The central problem is the enormous number of books that are, or may, still be in copyright but have little or no paper trail leading to any rights-holders. Authors were obscure and it is often impossible to identify them and their possible heirs. Publishers have gone out of business and their records were discarded, particularly as they related to books that had gone out of print or were otherwise regarded as having no continued value.
And as copyright law is currently written, a would-be reprinter or digitizer is hampered by the fact that absence of evidence does not constitute evidence of absence. No matter how many null results your search for a living copyright holder turn up, there's always the possibility that somewhere out there is a line of searching that will turn up someone who holds a legitimate claim to the rights in question.
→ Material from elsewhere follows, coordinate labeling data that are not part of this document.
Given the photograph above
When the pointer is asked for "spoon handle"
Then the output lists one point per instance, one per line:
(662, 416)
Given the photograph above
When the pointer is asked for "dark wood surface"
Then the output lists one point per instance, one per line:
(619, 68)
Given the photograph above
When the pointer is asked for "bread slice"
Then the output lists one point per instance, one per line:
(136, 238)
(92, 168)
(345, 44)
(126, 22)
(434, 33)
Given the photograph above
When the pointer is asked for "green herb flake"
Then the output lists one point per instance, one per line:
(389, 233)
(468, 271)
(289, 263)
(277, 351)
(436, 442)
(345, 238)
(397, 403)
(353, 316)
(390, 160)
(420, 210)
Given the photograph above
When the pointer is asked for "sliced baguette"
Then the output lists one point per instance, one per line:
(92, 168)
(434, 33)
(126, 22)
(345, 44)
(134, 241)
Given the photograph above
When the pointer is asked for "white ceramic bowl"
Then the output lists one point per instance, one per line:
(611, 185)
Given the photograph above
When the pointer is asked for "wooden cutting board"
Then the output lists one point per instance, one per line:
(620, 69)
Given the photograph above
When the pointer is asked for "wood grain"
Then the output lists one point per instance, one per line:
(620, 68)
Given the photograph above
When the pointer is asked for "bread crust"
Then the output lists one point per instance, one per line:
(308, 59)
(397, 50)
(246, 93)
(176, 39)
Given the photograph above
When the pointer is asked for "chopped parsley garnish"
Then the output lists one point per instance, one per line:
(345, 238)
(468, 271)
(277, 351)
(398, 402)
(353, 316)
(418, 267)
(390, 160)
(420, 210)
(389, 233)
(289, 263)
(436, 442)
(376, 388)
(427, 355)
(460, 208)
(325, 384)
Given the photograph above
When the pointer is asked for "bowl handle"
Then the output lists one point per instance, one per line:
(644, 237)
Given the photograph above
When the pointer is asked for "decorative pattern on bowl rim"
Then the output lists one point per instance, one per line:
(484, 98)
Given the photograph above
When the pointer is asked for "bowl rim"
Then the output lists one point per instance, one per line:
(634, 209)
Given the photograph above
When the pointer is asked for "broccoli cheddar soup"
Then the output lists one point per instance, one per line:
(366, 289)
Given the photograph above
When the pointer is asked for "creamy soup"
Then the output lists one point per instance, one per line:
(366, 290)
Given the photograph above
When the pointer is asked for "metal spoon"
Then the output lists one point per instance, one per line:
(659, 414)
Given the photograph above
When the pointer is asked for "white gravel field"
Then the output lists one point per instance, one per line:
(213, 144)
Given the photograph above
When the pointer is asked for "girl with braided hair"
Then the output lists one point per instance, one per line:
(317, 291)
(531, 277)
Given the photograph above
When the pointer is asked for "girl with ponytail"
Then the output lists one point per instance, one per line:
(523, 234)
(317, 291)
As a result, the cost of searching for copyright holders can quickly outstrip the value of the work in question.
However, any effort to create a system to allow such "orphaned works" to be published without finding the rights-holder, even ones that require payments held in escrow, runs into the problem of defining an adequately thorough search in such a way that it can't be gamed by large corporations eager to define works as orphaned even when the rights-holders are identifiable by a relatively trivial effort. We've seen far too many instance of corporations bending legislation to their advantage to believe it could work otherwise unless the definition of an adequate search for a rights-holder is absolutely airtight.
As a result, it looks like it's going to be a long, long time before we get a searchable digital library of all books. Not because of limits on the technology, but because of the legal issues involved.